Why this is a mystery is itself a mystery, but it is a conspicuous obstacle to sifting through Bruce's past, and it produced
this head-scratcher of an answer from Murray. "Somebody told [Bruce] the name of the firm, but he forgot it. When I
asked him about it recently, he said he thought it started with an 'L.' Lllllllle something."
True or False
If Bruce's story is a hoax, it is so finely constructed and executed that in some perverse way it deserves a round of
applause. Think about it. In the span of days, he may well have devised a cost-free way to upgrade his life, from
anonymous student to legendary curiosity.
According to friends, Bruce's life pre-amnesia was hardly miserable, but he was trolling for dates on the Internet and
communing with a crowd far less glamorous than the one he wound up in. Today, he's dating a knockout of a model -- she
appears in the movie and calls him a man without flaws -- and he has a ready-made excuse to break with anyone in his
previous life he doesn't consider up to scratch.
"There are good friends that I've had in the past who, I've met them and I just don't get them," Bruce says at one point in
the film, sounding like Old School Bruce. "I don't feel it, and so I don't hang out with them, which for them is tough."
Bruce's scheme, if it is one, is also arguably superior to those highly publicized frauds who have been exposed in recent
weeks. Unlike the case of James Frey, of "A Million Little Pieces" infamy, there's no one who can step forward and say,
"This didn't happen." (This assumes nobody else is in on it.) Unlike Laura Albert, who invented a novel-writing alter ego
named JT LeRoy, a character supposedly many years younger and male, Bruce doesn't need a co-conspirator to handle
interviews and appear in public. At least until recently, when he started feeling "singed," he could enjoy the upside with a
minimum fear of exposure.
It's possible that Bruce had a movie and national fame in mind from the start, and it's possible, too, that he's been aided by
any number of allies. But if this is a charade, it could have started with modest ambitions, and as his character caught on,
he just ran with it. Where was the danger?
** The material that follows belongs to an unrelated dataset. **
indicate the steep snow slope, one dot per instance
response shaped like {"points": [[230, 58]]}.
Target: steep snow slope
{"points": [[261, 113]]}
If things got hairy -- if he truly found himself stranded in that hospital, or
tripped up at a cocktail party -- at any moment Bruce could just say, "I'm back! I remember everything!" and that would
end it.
Of course, fraud or not, one imagines this whole affair was brutal, at least for a while, on Bruce's father and two sisters.
And if it's a scam and Murray is not part of it, Bruce put a buddy's career in serious jeopardy.
But others found "doe-eyed Doug," as some called him, uplifting in an almost spiritual way. He brought joy to the jaded
and if all of it was merely a performance, well, the guy should take a bow.
"The effect that Bruce had on everyone around him was exactly the effect that great art aspires to," says Chris Doyle, the
cinematographer, "the effect that I want whenever I make a movie. He opened your eyes to things you didn't know."